I was thinking the other day, how absolutely amazing my Lord is. He took an insanely hectic week full of drama and sunshine to finally let the pain and hurt I have been through the last 7 months bleed out. I do not know how he did it, but somehow the residual effects of my old living situation, my work stresses, boy trouble, friends leaving, home issues, car problems, friend frustrations, health issues, and a slew of other pains all became ok again. Somewhere in there I became ok with what I have gone through, and I know it will at some point in the future be made perfectly clear why it all happened the way it did. It is not like everything is suddenly all better, like a snap of a finger or flash of light.. but rather a total peace with the fact that my life has been especially hard as of late, and I have had to deal with, learn, and persevere through a lot of heartache and pain. I have said all along I would do it all over again because I have learned SO much about who my Lord is, who I am, and how to talk to God when all I really want to do is freak out and run away.

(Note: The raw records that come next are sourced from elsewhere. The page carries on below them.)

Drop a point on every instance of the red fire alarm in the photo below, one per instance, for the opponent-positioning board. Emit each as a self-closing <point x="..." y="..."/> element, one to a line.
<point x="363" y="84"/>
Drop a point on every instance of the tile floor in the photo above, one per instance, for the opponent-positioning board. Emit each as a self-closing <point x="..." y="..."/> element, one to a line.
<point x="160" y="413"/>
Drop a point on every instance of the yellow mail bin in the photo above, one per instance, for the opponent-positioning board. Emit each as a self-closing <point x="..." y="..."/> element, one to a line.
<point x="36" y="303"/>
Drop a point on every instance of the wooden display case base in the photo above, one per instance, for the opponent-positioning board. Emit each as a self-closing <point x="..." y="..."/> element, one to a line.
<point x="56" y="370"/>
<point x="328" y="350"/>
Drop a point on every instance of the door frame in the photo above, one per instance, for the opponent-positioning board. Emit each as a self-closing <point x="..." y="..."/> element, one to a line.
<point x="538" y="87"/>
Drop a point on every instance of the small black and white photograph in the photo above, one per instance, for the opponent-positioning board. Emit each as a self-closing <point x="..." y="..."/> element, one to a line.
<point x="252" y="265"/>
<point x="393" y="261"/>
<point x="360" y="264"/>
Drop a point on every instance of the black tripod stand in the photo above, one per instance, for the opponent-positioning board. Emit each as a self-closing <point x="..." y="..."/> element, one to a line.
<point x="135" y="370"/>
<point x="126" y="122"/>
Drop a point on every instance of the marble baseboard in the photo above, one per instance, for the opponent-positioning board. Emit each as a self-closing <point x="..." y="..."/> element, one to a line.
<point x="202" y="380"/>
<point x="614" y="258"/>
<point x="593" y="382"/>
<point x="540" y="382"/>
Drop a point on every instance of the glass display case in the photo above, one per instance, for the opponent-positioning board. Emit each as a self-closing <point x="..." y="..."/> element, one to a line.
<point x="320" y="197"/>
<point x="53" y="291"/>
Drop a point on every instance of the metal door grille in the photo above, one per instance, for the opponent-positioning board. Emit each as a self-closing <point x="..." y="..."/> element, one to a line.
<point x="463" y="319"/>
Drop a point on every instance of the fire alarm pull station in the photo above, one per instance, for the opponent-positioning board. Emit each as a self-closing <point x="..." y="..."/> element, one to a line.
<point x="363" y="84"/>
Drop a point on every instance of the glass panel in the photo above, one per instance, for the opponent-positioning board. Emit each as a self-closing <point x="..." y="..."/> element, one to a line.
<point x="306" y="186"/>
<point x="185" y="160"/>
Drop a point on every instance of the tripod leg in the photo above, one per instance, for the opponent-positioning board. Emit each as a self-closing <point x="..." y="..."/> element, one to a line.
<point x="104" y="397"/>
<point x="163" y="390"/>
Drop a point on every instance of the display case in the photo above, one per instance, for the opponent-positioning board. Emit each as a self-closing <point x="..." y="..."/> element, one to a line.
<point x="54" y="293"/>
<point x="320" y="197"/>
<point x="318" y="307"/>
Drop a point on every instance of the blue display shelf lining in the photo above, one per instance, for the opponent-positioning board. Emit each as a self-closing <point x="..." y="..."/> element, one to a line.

All I keep coming back to is I am ok. Life is slowing down and picking up at the same time. I do not have as many things crammed in as possible anymore... but, at the same time I am keeping the perfect balance of busy. I love summer, but I am content to see it coming to a close, and see fall come. Not that I have any specific plans for the fall, but I am ok for this "season" to come to a close.

I have decided or maybe been forced to realize a few things about myself...
1. I am worthy to be pursued, and until the time that a guy decides that he will pursue and fight for me regardless, I will remain an untouchable. I am too stubborn and loyal to have to deal with crap for crap sake when the guy cannot decide what he wants.
2. Choosing obedience over loyalty is one of the hardest things ever to do.
3. I would willingly go through anything again to learn how to talk to the Creator.
4. I can do more when I stop trying to do it all.
5. Laughter is healing, and when you do not have any it slowly kills you on the inside.
6. I, whether good or bad always seem to choose strength instead of relying on others.
7. Sometimes I pull away because I want to see who insists on being there... And, I am SO thankful for the few that insist on being there.
8. I am endlessly complicated and intricate thanks mostly to my Savior.
9. I am stronger than I realize mostly due to the never ending love and support of God and all the people He has placed in my life.
10. I have learned/am learning that the only thing I need to know is that God has a plan, and I need to choose to be content in that alone.